Irvine Welsh, Centre, Co-author of 'Babylon Heights' with cast members, From left, David Heap, Dermot Magennis, Rachael Rath and John Fitzpatrick, at The Mill Theatre in Dundrum, Dublin.
Photo: AP Photo/John Cogill
His debut novel exposed the drink and drug-addled underbelly of 1980s Edinburgh, recounting the gruesome exploits of junkies and psychotic alcoholics. Now, 15 years on, Irvine Welsh, the author of Trainspotting, is to write a prequel to his best-seller. The new novella by the Edinburgh-born writer, which is expected to be published next year, will chart the decline of Trainspotting’s main characters such as Mark Renton and Simon “Sick Boy” Williamson from “daft young guys” to the debauched heroin addicts portrayed by Ewan McGregor and Jonny Lee Miller in the 1996 film adaptation.
Like Trainspotting, which was published in 1993, the new book will be set in Edinburgh’s Leith district, the centre of the 1980s Scottish heroin scene, and in London. Welsh decided to write the prequel after stumbling upon old notes that he had written for Trainspotting in his attic. “The thing is basically a prequel,” he said. “It’s about how Renton and Sick Boy went from being daft young guys just out for the buzz on drugs, to total junkies. “It focuses on them when they are a couple of years younger and shows how their attitudes and behaviour start to change as they become more defined by the drug and the culture around it.”
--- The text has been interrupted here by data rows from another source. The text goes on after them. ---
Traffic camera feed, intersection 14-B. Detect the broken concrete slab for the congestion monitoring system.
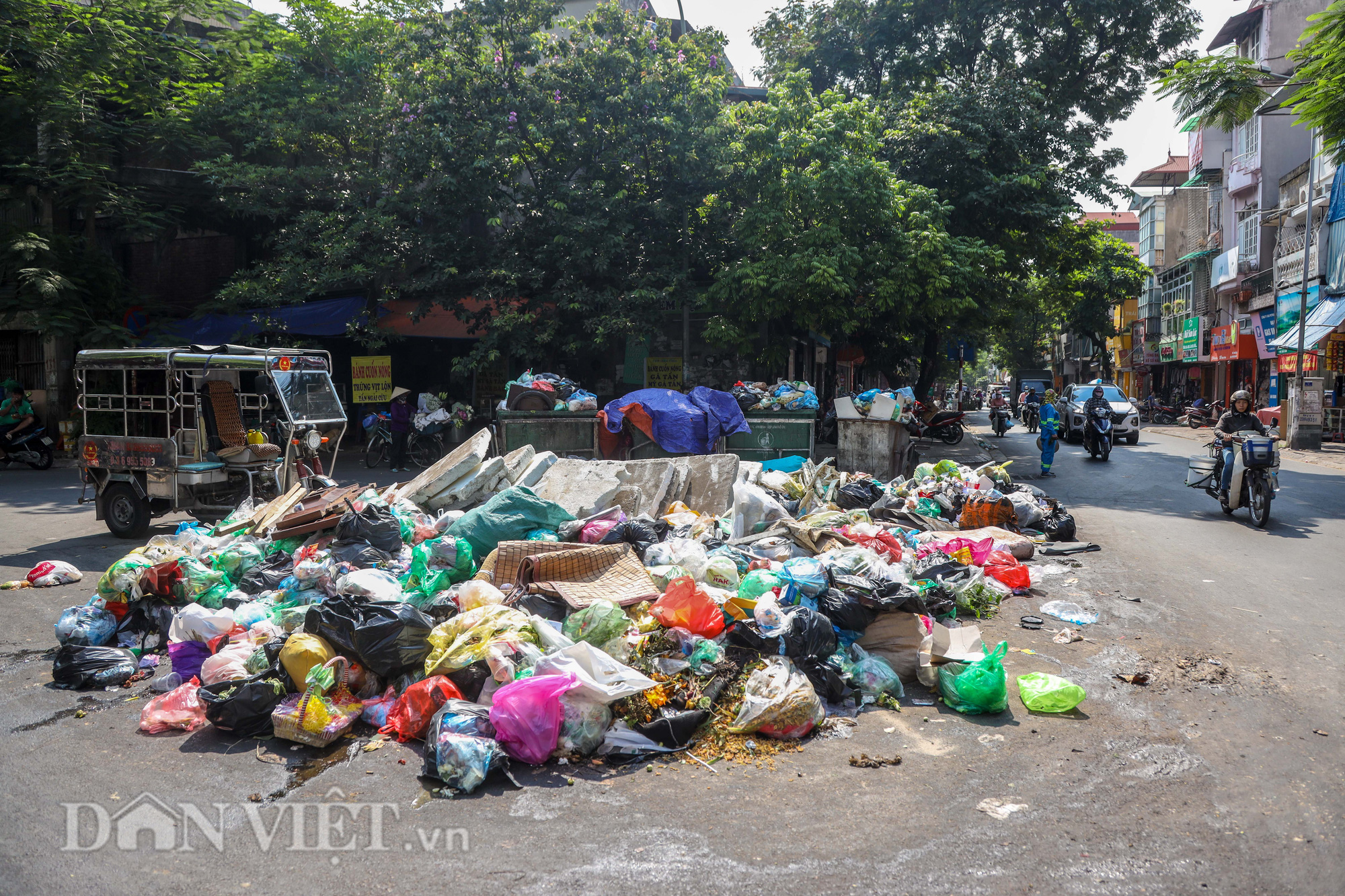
[514,451,558,489]
[425,458,507,510]
[678,455,738,516]
[504,445,537,483]
[397,429,491,506]
[534,458,631,518]
[621,458,675,517]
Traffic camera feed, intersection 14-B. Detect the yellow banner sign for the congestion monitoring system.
[644,358,682,391]
[350,355,393,405]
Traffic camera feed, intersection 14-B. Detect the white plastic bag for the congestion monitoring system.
[28,560,83,588]
[168,604,234,641]
[733,482,794,538]
[336,569,402,600]
[533,642,658,704]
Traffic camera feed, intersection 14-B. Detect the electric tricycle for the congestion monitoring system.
[75,345,346,538]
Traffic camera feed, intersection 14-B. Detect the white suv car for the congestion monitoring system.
[1057,382,1139,445]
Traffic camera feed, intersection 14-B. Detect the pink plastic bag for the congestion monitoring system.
[491,676,580,766]
[937,538,995,567]
[140,678,206,735]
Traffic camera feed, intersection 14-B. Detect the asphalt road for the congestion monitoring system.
[0,414,1345,896]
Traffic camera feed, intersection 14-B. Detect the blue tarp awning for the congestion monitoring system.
[154,296,366,345]
[1270,296,1345,350]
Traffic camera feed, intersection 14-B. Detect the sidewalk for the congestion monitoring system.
[1143,423,1345,473]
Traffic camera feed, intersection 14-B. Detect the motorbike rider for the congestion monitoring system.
[1037,389,1060,479]
[1215,389,1266,502]
[0,382,35,460]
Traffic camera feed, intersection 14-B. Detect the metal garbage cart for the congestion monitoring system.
[496,410,603,458]
[728,409,818,460]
It will be the second time that Welsh, 49, has returned to the characters and story which made his name. In 2002 he published Porno, a sequel to Trainspotting in which Renton and Williamson turn their hand to making pornographic films. The novella is unlikely to stray far from the squalor and graphic content which have become Welsh’s trademark. Trainspotting sold more than 1m copies in the UK and spawned the Bafta-winning film directed by Danny Boyle, which became a global box office hit. Welsh, a former heroin addict who wrote his grittily realistic first book while working in the housing department of Edinburgh council, now divides his time between his homes in Dublin and Miami. His next novel, Crime, will be published in July and he is also compiling an anthology of short stories for publication next year.